August 24th, 2023
Candidate: Juan Trelles Trabucco
- Dr. Liz Marai
- Dr. Andy Johnson
- Dr. Wei Tang
- Dr. Cecilia Arighi (University of Delaware)
- Dr. Steven Drucker (Microsoft Research)
Date/time: Aug 24th, 11 am CT
Location: ERF 3036 and Zoom
https://uic.zoom.us/j/84392472211?pwd=RTVwQjZaSlVBcERHcUloc1N6THQ0QT09 Meeting ID: 843 9247 2211 Passcode: UA6mfGMR
Images in scientific publications communicate essential information, such as experiments performed and results obtained, that researchers can use as a proxy for the publication'’s relevance to their research interests. Domains like biocuration, where biomedical experts analyze the literature to extract and organize information for future retrieval and analysis, can benefit from computationally leveraging these images in their workflows. Prior work in biomedical document classification for biocuration has shown that combining features from images (e.g., acquisition modality) with text features can improve precision and recall. However, the considerations and benefits obtained from computationally integrating such image-based features in biocuration workflows are less clear.

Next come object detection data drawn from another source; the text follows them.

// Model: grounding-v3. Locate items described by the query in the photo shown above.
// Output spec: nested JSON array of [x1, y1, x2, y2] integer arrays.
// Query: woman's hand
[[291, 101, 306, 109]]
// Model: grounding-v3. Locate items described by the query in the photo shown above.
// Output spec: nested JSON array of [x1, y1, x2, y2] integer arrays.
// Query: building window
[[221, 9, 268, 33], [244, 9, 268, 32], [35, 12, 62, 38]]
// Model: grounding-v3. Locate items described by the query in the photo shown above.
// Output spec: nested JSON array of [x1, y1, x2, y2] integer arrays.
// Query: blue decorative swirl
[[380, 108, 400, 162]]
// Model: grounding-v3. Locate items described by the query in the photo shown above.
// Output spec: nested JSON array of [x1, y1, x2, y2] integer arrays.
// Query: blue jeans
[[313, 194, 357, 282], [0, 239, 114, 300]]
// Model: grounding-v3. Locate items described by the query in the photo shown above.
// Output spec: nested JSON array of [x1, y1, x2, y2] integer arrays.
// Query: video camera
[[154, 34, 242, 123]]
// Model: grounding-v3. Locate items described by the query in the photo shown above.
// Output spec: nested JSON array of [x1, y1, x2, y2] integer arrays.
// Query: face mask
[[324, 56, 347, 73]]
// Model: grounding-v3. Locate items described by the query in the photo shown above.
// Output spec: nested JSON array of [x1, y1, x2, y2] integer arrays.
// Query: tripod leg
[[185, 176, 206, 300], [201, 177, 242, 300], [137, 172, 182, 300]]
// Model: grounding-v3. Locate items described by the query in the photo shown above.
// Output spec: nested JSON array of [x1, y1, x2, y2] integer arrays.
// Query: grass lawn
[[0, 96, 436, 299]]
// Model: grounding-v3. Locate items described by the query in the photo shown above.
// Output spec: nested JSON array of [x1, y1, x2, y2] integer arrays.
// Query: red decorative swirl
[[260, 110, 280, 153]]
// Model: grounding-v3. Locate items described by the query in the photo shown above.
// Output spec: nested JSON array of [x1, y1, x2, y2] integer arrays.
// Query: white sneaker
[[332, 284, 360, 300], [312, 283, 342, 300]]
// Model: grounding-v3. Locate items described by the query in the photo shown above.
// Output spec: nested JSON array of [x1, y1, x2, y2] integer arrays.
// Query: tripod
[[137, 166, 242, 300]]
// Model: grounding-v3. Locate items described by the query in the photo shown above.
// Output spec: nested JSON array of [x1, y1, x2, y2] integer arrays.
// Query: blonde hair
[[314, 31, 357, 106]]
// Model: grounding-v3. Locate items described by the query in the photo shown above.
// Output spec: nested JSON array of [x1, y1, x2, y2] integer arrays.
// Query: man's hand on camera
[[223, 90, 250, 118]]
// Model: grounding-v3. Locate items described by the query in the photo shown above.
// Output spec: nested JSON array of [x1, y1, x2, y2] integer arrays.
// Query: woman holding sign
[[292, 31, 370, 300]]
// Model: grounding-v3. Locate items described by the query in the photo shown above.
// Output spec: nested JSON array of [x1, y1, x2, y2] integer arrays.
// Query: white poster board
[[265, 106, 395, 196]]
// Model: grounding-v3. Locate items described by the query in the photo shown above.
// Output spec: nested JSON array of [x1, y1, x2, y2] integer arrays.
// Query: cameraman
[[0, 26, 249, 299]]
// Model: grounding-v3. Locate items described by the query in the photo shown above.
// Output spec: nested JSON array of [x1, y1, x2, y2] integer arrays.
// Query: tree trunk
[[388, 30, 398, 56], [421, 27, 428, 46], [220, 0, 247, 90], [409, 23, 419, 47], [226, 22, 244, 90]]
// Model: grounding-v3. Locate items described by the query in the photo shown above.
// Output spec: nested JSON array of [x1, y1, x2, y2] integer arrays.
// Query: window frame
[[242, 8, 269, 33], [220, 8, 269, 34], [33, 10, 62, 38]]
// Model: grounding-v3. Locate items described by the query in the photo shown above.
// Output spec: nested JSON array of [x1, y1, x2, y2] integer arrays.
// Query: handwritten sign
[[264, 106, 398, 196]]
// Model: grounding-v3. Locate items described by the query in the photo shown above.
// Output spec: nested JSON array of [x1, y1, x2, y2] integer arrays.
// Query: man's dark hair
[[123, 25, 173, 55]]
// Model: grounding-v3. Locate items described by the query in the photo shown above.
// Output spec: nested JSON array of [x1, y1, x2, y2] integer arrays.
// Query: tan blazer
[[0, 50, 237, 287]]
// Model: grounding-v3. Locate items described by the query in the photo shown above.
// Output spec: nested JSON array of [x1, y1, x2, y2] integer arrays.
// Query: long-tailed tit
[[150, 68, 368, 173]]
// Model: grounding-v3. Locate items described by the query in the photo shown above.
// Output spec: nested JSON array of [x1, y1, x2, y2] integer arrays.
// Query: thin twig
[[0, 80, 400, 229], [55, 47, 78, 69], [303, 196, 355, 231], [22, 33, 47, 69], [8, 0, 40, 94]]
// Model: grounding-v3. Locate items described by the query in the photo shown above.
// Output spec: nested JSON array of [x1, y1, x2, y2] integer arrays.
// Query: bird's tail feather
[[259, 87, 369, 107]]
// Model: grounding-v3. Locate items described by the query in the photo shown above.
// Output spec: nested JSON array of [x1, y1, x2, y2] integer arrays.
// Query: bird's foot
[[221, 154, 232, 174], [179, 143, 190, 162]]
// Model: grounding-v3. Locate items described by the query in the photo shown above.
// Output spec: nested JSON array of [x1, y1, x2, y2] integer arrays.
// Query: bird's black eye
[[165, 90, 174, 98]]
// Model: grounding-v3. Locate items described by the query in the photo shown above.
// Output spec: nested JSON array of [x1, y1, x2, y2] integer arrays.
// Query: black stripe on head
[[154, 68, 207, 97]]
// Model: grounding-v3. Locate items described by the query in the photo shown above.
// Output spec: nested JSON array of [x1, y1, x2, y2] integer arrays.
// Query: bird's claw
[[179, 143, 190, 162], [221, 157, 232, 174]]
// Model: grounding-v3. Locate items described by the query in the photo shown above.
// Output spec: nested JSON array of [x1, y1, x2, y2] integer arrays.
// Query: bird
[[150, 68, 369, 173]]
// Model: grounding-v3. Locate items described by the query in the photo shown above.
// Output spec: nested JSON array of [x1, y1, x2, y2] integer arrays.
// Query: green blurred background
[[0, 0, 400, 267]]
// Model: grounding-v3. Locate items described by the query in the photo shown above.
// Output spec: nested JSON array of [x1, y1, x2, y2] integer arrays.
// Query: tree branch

Based on a multi-year collaboration with text-mining researchers and biocurators, this dissertation identifies and tackles several challenges to computationally using image-data in the biocuration process. These challenges include the scarcity of labeled datasets for training image classifiers, the lack of characterization for the needed modality classes in biocuration, the lack of available labeling systems to label extensive collections of images, and the lack of support for image-based features in academic search engines. This dissertation addresses these issues by proposing two taxonomies for image modalities found in biomedical publications; introducing training strategies using shallower neural networks and hierarchical organization of classifiers; describing two labeling systems, one for domain experts and one for model builders who require support for data understanding; and concludes by merging several building blocks into document search systems that successfully leverage image-based data.